Peer-to-peer firms match individual borrowers or companies with lenders willing to put money aside for longer, hunting for a good return. As the banking middleman is cut out, borrowers often get slightly lower rates, while lenders can sometimes earn 6%+, though the regulator has repeatedly said it’s concerned that many don’t understand the risks involved.

Now The Times has revealed that in a letter sent to 65 firms, the Financial Conduct Authority (FCA) has highlighted an array of problems with some lenders, including weaknesses in disclosure of information to clients, complicated charging structures and poor record-keeping.

The letter itself hasn’t been published, and when we contacted it today the FCA wouldn’t officially comment.
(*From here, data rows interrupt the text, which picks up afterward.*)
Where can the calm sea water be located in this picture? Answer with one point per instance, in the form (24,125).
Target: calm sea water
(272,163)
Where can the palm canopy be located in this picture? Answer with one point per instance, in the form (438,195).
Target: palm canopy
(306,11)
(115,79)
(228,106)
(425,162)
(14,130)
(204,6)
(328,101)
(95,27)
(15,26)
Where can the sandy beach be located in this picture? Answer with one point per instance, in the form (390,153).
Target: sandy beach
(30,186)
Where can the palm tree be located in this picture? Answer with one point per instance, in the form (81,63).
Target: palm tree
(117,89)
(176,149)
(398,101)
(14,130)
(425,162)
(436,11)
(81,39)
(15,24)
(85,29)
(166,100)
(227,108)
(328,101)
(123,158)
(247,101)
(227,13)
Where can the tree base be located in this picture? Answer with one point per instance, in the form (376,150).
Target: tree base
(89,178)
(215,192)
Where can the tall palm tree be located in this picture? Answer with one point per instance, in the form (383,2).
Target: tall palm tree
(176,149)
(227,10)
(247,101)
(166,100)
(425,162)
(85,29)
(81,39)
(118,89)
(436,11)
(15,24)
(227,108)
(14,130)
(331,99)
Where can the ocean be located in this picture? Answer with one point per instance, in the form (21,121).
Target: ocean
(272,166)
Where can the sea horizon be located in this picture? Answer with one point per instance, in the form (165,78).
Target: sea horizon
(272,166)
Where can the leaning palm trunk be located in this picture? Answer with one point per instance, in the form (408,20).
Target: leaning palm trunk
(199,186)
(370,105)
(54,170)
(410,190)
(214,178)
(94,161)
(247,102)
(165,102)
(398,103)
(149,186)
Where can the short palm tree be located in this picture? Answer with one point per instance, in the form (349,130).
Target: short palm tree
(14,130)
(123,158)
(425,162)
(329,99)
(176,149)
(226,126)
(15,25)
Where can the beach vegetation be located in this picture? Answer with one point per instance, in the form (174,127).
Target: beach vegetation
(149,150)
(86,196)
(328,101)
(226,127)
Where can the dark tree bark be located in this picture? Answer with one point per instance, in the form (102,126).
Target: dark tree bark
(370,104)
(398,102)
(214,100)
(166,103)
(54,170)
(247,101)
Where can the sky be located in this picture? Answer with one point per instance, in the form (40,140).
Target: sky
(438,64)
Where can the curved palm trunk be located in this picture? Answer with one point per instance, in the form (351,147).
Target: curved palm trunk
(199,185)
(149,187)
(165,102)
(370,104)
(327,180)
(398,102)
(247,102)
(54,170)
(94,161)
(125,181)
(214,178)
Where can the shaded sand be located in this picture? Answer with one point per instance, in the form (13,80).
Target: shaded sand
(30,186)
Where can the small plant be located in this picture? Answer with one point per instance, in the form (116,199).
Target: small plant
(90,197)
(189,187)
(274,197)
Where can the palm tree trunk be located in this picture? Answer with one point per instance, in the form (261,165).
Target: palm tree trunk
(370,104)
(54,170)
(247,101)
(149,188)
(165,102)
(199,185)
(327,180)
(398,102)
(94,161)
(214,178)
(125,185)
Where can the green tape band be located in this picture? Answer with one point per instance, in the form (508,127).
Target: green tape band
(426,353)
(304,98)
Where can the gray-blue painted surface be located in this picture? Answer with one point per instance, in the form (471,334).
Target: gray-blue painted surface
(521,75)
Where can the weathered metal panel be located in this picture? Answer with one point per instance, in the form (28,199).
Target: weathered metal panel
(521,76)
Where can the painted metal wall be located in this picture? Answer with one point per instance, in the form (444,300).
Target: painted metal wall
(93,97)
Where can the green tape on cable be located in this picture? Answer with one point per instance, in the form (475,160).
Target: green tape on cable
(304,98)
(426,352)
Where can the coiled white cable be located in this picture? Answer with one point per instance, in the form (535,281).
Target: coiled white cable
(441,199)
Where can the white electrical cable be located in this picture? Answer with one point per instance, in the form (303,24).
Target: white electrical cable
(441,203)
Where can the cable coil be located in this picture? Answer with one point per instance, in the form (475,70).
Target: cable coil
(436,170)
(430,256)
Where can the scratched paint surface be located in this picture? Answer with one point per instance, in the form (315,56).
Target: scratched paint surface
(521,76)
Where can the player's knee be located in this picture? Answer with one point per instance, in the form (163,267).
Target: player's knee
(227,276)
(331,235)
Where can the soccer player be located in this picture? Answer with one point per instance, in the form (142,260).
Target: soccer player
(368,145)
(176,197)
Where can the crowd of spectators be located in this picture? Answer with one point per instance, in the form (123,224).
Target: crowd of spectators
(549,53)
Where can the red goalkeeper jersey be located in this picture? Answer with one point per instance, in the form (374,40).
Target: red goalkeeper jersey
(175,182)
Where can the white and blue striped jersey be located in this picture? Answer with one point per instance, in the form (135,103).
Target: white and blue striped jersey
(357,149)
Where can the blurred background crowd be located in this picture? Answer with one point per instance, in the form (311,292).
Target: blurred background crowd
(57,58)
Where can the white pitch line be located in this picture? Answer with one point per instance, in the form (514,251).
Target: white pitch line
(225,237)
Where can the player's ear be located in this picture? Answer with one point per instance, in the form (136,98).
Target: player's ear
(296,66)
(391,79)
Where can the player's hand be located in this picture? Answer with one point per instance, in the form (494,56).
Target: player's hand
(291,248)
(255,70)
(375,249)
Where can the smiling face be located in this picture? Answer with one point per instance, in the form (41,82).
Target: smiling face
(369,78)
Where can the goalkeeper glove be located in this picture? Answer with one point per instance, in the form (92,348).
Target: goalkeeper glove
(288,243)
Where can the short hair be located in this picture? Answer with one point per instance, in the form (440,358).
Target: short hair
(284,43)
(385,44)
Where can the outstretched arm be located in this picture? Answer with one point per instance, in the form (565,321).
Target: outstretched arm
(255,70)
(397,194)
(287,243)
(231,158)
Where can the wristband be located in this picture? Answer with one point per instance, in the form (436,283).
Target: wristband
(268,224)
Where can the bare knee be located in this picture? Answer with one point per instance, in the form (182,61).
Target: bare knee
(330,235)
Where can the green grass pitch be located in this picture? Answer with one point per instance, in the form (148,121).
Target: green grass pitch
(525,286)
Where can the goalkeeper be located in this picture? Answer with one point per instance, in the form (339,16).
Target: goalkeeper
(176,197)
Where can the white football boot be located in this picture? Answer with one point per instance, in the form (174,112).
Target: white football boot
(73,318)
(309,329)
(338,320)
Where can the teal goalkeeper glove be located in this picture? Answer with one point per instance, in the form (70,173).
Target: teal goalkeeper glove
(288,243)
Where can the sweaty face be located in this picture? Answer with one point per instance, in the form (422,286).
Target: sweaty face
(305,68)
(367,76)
But we understand that the contents of the letter quoted in The Times is correct.

For more on how this works, including a full breakdown of the risks, see our Peer-to-Peer Lending guide.

What is peer-to-peer lending?

Peer-to-peer lending websites are industrial-scale online financial matchmakers. They can allow borrowers to get slightly lower rates, while investors who offer loans get far improved headline rates, with the sites themselves profiting via a fee.

But investing your money this way is NOT like traditional saving, as there’s no savings safety guarantee and you could lose your money. It may also be hard to get your money out early and your cash may not be lent straightaway, so you may get no interest for a while. See our Peer-to-Peer Lending guide for a full list of risks.

What does the letter sent by the FCA say?

MoneySavingExpert.com hasn’t seen the text of the letter sent by the FCA, so we don’t know full details.

However, according to The Times, the FCA says in the letter that certain platforms have made “significant changes to their business models without notifying us”. It also adds that this is being driven by pressure on many in the industry to return profits, resulting in them taking “additional, opportunistic risks” in certain areas, and warns of “severe” consequences to the stability of platforms.

The letter reportedly says the FCA is “reviewing the adequacy of a number of firms’ financial resources” and says the industry must “act now” to clean up poor practices or face a “strong and rapid” crackdown.

For full details, see The Times’ story Peer-to-peer lenders given final warning by Financial Conduct Authority (you’ll need to register to read the whole article).

What else is the FCA doing on this?

In June 2019, the regulator published new rules designed to better protect investors, which all peer-to-peer firms will need to follow by 9 December 2019. These rules include a limit on how much new investors can put into peer-to-peer lending, new checks to ensure you have the knowledge and experience to invest and stronger rules on plans if a lender goes bust. See New FCA rules on peer-to-peer lending for more info.